''In his darkroom he is finally alone', begins Carol Ann Duffy's famous War Photographer poem. There's a sense the same is sometimes true of the person being studied here.' |
Not a documentary that will win awards for its innovative style, McCullin remains a sterling example of how a point-and-shoot, talking heads approach can still be a perfectly acceptable way of bringing a topic to the screen. In this case, that topic is Don McCullin, a photographer noted for his work during armed conflicts the world over and for his incredibly intense persona, on show here in the many head shot interviews.
McCullin is clearly a man with a world view and directors David and Jacqui Morris attempt to draw this out during their interviews with him, supplemented by one or two former colleagues and many of his images, reproduced on screen. Their greatest success is in examining the quite obvious tension between his generally passive, liberal, personality and the fact that he makes his living selling, often, photographs of death.
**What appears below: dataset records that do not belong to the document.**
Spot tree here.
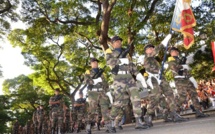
[0,95,11,133]
[3,75,50,125]
[0,0,19,38]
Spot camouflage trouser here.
[88,91,110,122]
[175,78,201,110]
[37,116,44,133]
[112,92,130,127]
[146,78,176,114]
[33,121,39,133]
[51,107,64,128]
[75,110,86,127]
[111,74,142,119]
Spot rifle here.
[111,40,134,75]
[87,66,107,90]
[178,56,187,75]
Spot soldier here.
[32,106,40,134]
[49,88,65,133]
[37,105,45,134]
[144,34,186,126]
[106,36,148,132]
[26,120,31,134]
[74,92,86,132]
[168,47,206,118]
[13,120,19,134]
[85,58,110,134]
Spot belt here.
[91,88,103,92]
[174,76,185,79]
[118,71,128,74]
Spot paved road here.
[76,114,215,134]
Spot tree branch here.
[0,0,12,14]
[137,0,159,29]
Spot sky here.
[0,0,201,95]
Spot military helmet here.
[55,88,60,92]
[90,58,99,62]
[111,35,122,43]
[144,44,155,52]
[169,47,180,53]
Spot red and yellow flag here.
[171,0,196,49]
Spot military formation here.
[13,34,208,134]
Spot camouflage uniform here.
[168,53,205,117]
[75,98,87,132]
[32,108,39,134]
[13,121,19,134]
[37,109,45,134]
[49,94,64,131]
[85,68,110,132]
[106,48,149,130]
[26,120,31,134]
[144,44,183,124]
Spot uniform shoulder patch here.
[168,56,175,62]
[85,70,90,74]
[105,48,112,54]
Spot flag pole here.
[160,0,178,80]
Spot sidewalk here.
[180,106,215,116]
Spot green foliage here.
[0,0,215,131]
[0,0,19,39]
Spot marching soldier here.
[13,120,19,134]
[49,88,65,133]
[106,36,148,132]
[32,106,40,134]
[168,47,206,118]
[37,105,45,134]
[74,92,86,132]
[85,58,110,134]
[26,120,31,134]
[144,34,186,126]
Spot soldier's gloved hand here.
[189,77,198,89]
[93,77,102,85]
[136,73,147,88]
[87,85,93,90]
[119,58,129,65]
[161,34,172,47]
[182,65,190,70]
[111,65,119,75]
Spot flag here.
[171,0,196,49]
[211,41,215,71]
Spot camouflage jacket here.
[167,56,190,77]
[32,110,39,123]
[105,48,139,76]
[49,94,64,108]
[84,68,108,90]
[144,44,163,74]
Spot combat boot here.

There's no real answer here to the rights and wrongs of that, but clearly it is a question that has vexed McCullin previously and which he continues to aspire to answer. He is bullish about some of the things he has done to help aside from taking photographs in war zones but he also clearly recognises that there is a tension present in his work. 'In his darkroom he is finally alone', begins Carol Ann Duffy's famous War Photographer poem. There's a sense the same is sometimes true of the person being studied here.
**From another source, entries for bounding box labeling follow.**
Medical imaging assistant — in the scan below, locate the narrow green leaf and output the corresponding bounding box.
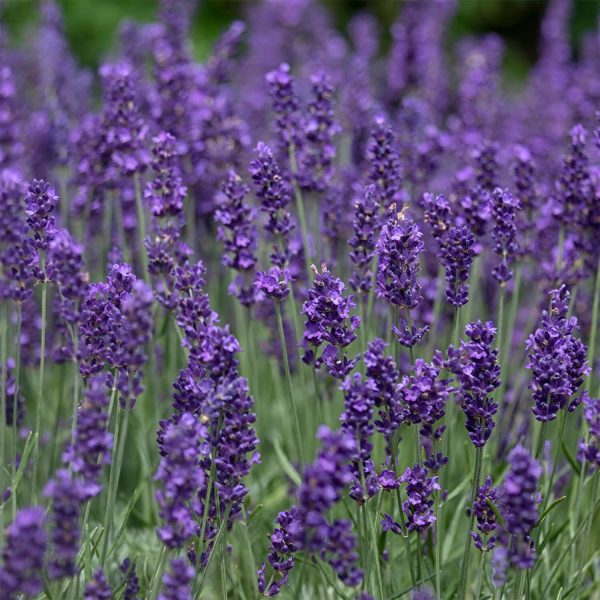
[273,438,302,485]
[534,496,567,528]
[561,440,581,477]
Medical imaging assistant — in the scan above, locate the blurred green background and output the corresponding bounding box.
[0,0,600,78]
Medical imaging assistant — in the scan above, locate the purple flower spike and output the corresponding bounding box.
[400,465,441,533]
[340,373,379,504]
[63,375,113,501]
[44,469,89,579]
[441,225,475,307]
[25,179,58,252]
[492,188,521,285]
[215,171,257,306]
[302,264,360,379]
[348,185,378,294]
[526,285,590,423]
[266,63,300,156]
[578,394,600,469]
[501,445,542,569]
[471,477,500,552]
[155,413,208,549]
[254,267,291,302]
[448,321,501,448]
[0,506,47,600]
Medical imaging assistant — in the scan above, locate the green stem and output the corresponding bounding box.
[515,569,525,600]
[0,303,7,553]
[275,302,304,464]
[31,252,48,504]
[573,472,600,598]
[585,255,600,394]
[133,173,150,284]
[100,406,131,566]
[473,552,485,600]
[459,447,483,598]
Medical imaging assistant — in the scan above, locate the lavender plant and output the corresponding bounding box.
[0,0,600,600]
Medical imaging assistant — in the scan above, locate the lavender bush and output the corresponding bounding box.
[0,0,600,600]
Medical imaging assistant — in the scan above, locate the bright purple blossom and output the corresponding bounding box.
[0,506,47,600]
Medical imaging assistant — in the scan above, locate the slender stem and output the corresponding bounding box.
[148,546,167,599]
[31,252,48,504]
[101,406,131,565]
[540,409,567,515]
[459,447,483,598]
[275,302,304,464]
[473,552,485,600]
[12,302,23,510]
[133,173,150,284]
[573,473,600,598]
[290,145,312,281]
[0,303,7,552]
[515,569,525,600]
[585,255,600,394]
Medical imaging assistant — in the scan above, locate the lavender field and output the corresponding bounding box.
[0,0,600,600]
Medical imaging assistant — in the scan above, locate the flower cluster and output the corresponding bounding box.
[526,286,589,423]
[302,264,360,379]
[258,427,363,596]
[492,188,521,285]
[448,321,501,448]
[471,477,500,552]
[0,506,47,600]
[501,445,542,569]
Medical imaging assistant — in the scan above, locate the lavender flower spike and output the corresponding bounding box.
[492,188,521,285]
[501,445,542,569]
[0,506,47,600]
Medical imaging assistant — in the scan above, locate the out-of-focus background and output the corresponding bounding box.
[0,0,600,80]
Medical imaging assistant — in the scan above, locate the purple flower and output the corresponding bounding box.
[363,338,404,442]
[100,63,150,181]
[526,285,590,422]
[377,205,424,310]
[300,72,340,192]
[266,63,300,156]
[302,264,360,379]
[423,194,454,254]
[348,185,378,294]
[501,445,542,569]
[577,394,600,469]
[158,558,194,600]
[248,142,294,267]
[400,465,441,533]
[553,125,592,224]
[25,179,58,253]
[155,413,209,549]
[448,321,501,448]
[492,188,521,285]
[441,225,475,308]
[0,358,25,427]
[254,267,291,302]
[257,427,363,596]
[367,116,403,211]
[0,506,47,600]
[471,477,499,552]
[340,373,379,504]
[63,375,113,501]
[83,569,113,600]
[215,171,257,306]
[397,350,452,439]
[44,469,89,579]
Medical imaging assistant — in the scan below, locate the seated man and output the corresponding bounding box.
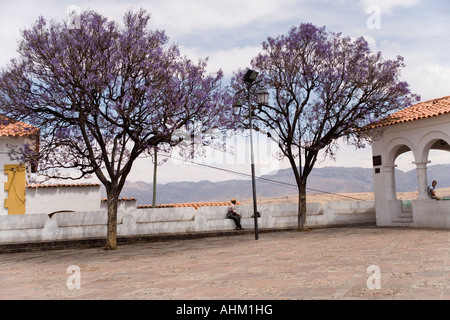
[227,199,243,230]
[428,180,442,200]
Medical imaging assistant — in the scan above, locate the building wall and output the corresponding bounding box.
[0,137,26,216]
[372,114,450,228]
[0,201,375,244]
[26,183,101,214]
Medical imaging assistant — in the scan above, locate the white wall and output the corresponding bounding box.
[0,201,375,244]
[25,184,102,214]
[372,114,450,228]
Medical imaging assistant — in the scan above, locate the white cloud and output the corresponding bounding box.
[360,0,420,14]
[180,46,261,77]
[404,62,450,101]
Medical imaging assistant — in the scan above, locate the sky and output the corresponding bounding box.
[0,0,450,183]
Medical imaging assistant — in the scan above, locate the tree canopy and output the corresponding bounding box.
[0,10,232,248]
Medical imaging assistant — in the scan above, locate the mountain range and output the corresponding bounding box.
[121,165,450,205]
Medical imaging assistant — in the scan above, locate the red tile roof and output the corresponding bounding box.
[102,198,137,202]
[137,201,241,209]
[27,183,100,189]
[367,96,450,129]
[0,116,39,137]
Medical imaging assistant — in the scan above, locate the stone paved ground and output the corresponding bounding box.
[0,226,450,300]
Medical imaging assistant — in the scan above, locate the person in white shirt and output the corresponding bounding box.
[428,180,442,200]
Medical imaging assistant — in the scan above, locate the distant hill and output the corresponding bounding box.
[117,165,450,204]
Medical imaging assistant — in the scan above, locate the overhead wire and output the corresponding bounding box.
[161,154,364,201]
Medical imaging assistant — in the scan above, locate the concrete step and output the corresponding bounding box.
[392,212,414,224]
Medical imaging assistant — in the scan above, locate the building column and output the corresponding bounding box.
[383,164,397,200]
[413,161,431,199]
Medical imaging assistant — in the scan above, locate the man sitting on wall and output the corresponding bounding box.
[428,180,442,200]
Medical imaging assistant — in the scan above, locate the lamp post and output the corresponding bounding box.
[242,69,269,240]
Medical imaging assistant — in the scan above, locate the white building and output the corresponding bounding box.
[372,96,450,228]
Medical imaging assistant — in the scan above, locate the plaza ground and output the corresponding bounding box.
[0,226,450,300]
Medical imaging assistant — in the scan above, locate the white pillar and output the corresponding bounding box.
[383,164,397,200]
[413,161,431,199]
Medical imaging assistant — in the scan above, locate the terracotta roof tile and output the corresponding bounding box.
[0,116,39,137]
[367,96,450,129]
[138,201,241,209]
[27,183,100,189]
[102,197,137,202]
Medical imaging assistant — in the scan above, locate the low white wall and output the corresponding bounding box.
[25,183,102,215]
[0,201,375,243]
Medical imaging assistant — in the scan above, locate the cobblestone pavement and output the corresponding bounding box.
[0,226,450,300]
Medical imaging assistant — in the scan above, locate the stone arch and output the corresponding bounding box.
[417,131,450,162]
[383,137,416,200]
[385,137,417,166]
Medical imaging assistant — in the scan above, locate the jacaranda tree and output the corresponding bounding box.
[233,24,419,230]
[0,10,231,249]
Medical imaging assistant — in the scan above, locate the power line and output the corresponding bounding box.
[160,154,364,201]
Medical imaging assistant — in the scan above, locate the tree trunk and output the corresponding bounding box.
[105,187,119,250]
[297,179,307,231]
[152,145,158,208]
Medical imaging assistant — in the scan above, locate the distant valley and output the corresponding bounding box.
[121,165,450,204]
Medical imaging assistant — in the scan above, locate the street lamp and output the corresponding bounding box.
[242,69,269,240]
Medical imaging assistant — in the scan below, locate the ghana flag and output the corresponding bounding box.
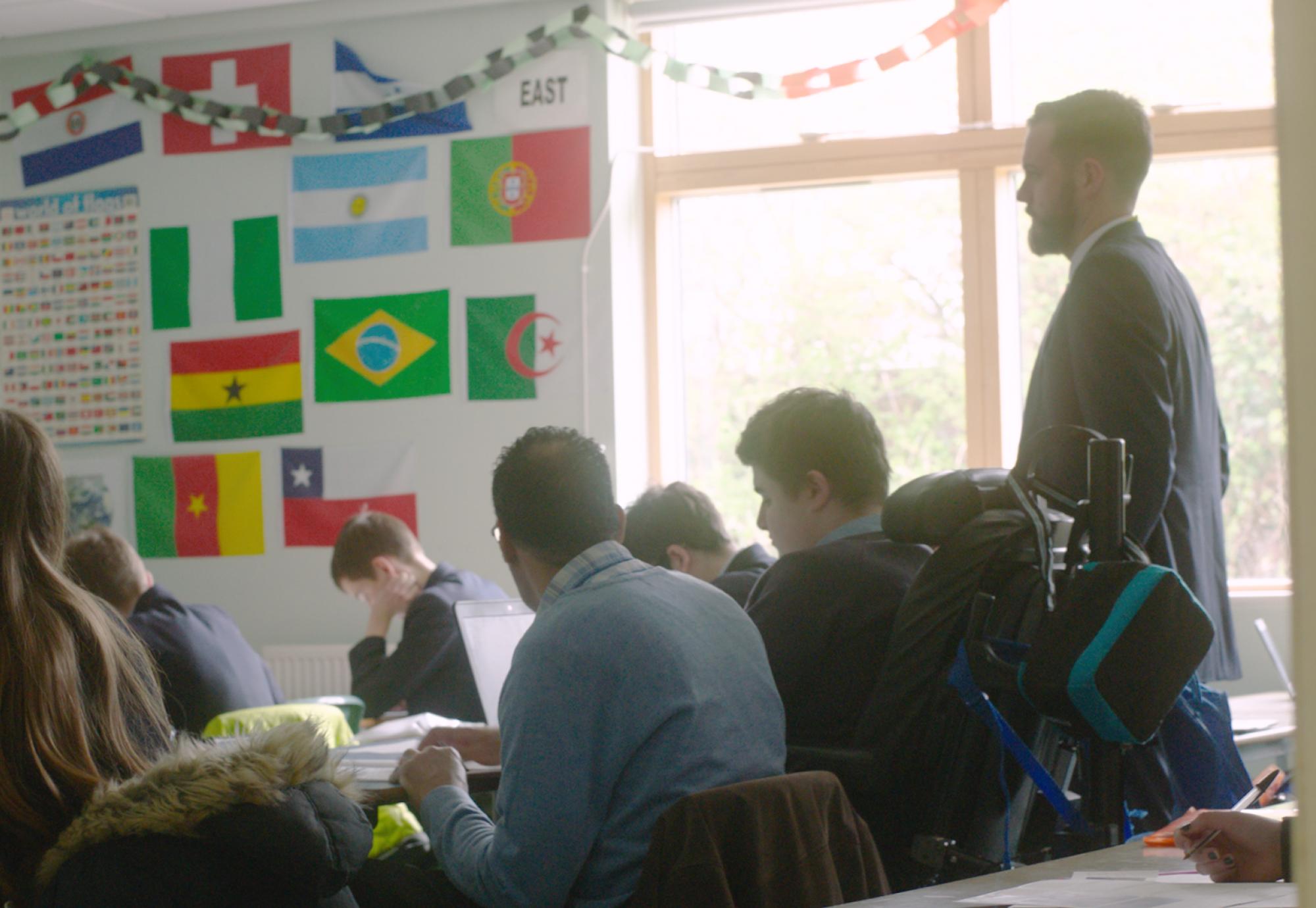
[451,126,590,246]
[316,290,451,403]
[133,451,265,558]
[170,332,301,441]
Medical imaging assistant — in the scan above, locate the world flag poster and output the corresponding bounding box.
[133,451,265,558]
[329,41,471,142]
[150,214,283,329]
[161,45,292,154]
[170,332,301,441]
[12,57,142,187]
[466,296,563,400]
[0,187,146,440]
[315,290,451,403]
[292,146,429,263]
[282,445,420,546]
[451,126,591,246]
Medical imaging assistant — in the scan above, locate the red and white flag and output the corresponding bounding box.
[12,57,142,186]
[280,445,417,546]
[161,45,292,154]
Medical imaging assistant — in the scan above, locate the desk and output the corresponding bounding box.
[850,842,1192,908]
[1229,691,1298,776]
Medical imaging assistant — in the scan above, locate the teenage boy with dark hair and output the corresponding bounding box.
[64,526,283,734]
[329,511,507,722]
[622,483,776,607]
[736,388,929,746]
[384,428,786,908]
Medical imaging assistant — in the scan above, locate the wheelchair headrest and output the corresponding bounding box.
[882,468,1013,545]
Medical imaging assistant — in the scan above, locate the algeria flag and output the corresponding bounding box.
[466,296,563,400]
Whilst there is a lot then, about how McCullin sees himself and his work, if there's a major problem with McCullin, the film, it's that we hear remarkably little feedback from others about what the man himself does and how he does it. Former Times editor, Sir Harold Evans, who was essentially ousted when Rupert Murdoch purchased the paper, has some kind words and a smattering of analysis, but beyond him there is little of note and very few pieces of close analysis of McCullin's artistic style. If McCullin's photographs are a deep pictorial analysis of tortured souls in dangerous places, then it is a shame that the film portrait of himself is only surface level.
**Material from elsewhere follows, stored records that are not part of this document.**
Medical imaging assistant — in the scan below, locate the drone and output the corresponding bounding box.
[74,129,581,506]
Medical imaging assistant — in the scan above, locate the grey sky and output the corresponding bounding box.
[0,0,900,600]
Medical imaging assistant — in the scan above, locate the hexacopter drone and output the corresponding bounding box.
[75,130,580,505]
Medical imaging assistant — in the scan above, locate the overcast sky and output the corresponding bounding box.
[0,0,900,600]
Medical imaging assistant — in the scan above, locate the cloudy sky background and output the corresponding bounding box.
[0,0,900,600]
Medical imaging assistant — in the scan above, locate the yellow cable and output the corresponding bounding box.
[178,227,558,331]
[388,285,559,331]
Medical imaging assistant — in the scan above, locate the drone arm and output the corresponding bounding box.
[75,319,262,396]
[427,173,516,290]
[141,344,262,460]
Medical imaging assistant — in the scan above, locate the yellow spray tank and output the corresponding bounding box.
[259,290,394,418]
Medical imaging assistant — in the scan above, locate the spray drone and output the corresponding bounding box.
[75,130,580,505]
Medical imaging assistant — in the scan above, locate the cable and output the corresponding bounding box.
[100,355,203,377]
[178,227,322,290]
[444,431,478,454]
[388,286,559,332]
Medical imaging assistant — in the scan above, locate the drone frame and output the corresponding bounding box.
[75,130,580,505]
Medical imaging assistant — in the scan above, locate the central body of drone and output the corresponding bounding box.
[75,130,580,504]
What the film does have in terms of a deeper view is certainly something to say about humanity and our appetite for destruction and its description. Sir Harold describes McCullin as having an awareness of 'the futility of it' and certainly that rings true. But isn't there something of that in all of us, when we absorb the information and images people like Don McCullin present to us on a near-daily basis? The fact that he has been doing the most depressing of jobs near constantly since 1959 speaks volumes.